The island is the remnant of an andesite lava dome with sheer sides, the only visible portion of a submarine volcanic caldera. The above sea-level portion has a surface area of approximately 0.4 square kilometers, with a summit height of 210 metres (690 ft). The main island is surrounded by a number of rocks.
Despite its small size, the island was formerly inhabited during the Meiji period by a small community of fishermen who also engaged in sericulture. A small Shinto shrine still exists on the island.

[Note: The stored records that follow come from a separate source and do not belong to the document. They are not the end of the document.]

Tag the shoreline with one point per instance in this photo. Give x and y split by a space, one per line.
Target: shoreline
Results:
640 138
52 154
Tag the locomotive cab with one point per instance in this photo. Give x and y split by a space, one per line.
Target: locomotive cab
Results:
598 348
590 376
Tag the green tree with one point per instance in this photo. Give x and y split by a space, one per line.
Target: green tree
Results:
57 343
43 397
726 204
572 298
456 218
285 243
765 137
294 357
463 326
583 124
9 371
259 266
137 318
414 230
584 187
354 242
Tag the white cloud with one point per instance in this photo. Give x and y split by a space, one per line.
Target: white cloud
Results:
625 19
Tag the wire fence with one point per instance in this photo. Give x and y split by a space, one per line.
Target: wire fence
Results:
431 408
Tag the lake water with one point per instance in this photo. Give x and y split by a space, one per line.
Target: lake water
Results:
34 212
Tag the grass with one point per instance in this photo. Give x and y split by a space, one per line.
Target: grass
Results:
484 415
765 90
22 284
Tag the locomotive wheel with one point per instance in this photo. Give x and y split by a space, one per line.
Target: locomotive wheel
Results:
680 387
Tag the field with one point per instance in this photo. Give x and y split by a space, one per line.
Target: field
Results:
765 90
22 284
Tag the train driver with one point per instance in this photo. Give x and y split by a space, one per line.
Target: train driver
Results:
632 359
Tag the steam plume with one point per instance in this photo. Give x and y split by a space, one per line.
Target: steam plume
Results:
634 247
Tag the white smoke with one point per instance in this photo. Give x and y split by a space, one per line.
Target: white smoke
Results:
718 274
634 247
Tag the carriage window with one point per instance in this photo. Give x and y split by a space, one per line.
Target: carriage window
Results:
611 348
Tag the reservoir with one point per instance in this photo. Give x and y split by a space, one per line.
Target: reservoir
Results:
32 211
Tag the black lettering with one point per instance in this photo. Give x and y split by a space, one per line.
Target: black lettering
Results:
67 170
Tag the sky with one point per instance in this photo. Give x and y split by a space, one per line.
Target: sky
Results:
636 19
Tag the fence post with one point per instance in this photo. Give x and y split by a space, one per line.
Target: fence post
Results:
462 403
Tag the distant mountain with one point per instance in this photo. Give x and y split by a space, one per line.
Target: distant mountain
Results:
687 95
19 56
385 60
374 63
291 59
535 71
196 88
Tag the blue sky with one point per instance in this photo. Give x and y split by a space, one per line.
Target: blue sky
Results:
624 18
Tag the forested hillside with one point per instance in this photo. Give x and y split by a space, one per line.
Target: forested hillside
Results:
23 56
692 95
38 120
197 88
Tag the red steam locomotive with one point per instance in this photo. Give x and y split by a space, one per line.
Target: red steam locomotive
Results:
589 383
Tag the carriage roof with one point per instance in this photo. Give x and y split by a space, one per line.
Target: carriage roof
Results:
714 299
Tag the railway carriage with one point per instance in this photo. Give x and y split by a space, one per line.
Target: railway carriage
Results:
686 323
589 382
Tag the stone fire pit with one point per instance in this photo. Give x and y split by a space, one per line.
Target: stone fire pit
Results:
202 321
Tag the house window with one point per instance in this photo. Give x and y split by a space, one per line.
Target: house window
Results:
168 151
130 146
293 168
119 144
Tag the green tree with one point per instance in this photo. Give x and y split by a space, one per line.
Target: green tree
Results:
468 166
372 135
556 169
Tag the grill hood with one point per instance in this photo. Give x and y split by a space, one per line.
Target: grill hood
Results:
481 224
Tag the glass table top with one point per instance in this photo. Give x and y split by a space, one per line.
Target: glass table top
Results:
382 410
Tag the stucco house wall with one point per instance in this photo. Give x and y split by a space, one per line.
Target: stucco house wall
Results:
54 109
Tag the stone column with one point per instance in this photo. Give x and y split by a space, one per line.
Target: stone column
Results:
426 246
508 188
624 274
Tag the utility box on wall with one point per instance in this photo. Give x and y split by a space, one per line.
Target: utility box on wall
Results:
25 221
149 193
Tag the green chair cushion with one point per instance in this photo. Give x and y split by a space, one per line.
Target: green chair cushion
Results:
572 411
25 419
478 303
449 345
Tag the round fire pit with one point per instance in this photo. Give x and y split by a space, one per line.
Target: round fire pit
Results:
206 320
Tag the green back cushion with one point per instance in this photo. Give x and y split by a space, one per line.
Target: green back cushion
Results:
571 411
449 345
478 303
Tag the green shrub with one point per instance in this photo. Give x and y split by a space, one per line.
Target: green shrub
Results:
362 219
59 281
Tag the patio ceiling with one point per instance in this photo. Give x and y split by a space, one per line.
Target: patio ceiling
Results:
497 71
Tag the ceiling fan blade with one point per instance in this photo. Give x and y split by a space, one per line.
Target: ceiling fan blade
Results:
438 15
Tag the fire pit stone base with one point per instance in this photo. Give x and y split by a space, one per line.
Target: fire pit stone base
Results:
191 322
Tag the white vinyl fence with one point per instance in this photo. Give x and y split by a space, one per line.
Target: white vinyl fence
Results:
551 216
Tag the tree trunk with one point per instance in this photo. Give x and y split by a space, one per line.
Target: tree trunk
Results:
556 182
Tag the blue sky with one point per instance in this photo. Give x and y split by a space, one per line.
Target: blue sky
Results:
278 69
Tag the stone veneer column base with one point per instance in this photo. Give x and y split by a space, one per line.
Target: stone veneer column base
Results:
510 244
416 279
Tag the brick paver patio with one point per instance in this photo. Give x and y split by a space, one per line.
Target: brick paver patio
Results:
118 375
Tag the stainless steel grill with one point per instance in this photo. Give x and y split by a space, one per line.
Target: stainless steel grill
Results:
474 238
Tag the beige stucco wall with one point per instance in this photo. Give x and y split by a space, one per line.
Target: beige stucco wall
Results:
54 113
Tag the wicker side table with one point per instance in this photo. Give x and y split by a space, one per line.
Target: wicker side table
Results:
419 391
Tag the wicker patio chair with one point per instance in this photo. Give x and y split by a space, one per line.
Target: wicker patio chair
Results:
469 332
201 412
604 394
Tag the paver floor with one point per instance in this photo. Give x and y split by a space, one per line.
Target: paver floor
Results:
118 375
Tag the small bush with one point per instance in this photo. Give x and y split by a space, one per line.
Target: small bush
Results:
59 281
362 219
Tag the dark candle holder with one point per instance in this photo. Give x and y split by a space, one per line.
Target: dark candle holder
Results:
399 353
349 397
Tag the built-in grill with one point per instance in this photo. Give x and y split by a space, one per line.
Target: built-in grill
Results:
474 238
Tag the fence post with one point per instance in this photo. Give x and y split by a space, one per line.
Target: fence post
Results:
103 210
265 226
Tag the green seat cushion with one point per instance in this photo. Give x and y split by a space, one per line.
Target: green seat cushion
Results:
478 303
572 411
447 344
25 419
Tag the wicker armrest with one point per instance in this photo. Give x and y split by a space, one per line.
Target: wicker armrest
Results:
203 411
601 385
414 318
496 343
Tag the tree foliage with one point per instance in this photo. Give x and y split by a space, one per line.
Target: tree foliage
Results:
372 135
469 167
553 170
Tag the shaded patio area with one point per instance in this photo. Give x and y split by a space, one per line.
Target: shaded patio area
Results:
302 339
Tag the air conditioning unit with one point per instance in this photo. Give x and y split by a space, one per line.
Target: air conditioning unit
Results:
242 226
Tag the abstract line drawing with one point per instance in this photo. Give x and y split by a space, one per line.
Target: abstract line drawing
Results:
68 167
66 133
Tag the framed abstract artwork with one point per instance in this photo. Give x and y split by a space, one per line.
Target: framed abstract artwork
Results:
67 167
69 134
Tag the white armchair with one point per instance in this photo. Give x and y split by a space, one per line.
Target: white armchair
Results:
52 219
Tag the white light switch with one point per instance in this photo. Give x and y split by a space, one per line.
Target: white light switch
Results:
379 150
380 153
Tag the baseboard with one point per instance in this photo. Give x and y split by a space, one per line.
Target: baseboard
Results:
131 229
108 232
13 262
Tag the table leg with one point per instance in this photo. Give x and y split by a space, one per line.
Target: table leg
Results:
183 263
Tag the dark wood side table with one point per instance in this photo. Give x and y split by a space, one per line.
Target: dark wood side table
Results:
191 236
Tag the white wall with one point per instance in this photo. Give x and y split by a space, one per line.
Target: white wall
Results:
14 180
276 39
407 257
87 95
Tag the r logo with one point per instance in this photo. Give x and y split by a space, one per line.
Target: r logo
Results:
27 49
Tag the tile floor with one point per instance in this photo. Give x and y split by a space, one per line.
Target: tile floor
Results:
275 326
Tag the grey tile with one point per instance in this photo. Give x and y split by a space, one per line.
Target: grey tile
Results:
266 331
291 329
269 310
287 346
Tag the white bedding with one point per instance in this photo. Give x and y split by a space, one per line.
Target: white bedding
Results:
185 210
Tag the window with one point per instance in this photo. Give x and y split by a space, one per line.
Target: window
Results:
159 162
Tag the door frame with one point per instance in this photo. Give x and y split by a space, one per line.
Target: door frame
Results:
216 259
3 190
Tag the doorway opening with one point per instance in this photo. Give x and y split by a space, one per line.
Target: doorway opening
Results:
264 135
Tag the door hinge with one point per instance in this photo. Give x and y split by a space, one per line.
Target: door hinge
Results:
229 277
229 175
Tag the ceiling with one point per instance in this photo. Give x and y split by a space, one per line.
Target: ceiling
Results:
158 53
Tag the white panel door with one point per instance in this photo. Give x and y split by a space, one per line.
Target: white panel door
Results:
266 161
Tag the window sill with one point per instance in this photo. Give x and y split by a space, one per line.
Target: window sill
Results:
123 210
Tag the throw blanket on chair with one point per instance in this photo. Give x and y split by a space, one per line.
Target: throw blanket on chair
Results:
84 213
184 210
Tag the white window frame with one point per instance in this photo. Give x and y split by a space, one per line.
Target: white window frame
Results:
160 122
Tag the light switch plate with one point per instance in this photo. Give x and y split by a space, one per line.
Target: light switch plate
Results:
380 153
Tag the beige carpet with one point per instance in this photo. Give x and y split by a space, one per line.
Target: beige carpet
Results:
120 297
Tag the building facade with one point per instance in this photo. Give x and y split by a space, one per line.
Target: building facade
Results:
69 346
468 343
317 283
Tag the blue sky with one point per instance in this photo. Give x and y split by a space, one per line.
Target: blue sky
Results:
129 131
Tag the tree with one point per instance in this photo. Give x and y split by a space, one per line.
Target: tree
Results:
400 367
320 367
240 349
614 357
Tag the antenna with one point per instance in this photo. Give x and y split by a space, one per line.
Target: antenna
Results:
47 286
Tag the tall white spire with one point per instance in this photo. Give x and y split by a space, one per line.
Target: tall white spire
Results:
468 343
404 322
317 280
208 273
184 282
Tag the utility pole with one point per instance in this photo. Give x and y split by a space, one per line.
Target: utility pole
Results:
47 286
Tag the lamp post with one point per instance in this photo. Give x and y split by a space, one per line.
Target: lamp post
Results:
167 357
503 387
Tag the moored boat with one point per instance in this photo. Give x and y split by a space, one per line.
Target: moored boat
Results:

This island shares many similarities in its biodiversity in common with neighboring islands such as Nii-jima. Being surrounded by rough sea, vicinity to the island is rather difficult to visit in fact, and this made the natural environments of the islands and nearby atolls protected. Indo-Pacific bottlenose dolphins that newly inhabited around Udone-shima as their residential range has been expanded wider even onto Honshu coasts. Larger sharks inhabit the area. Historically, a breeding colony of now-extinct Japanese sea lions once existed on the island as well.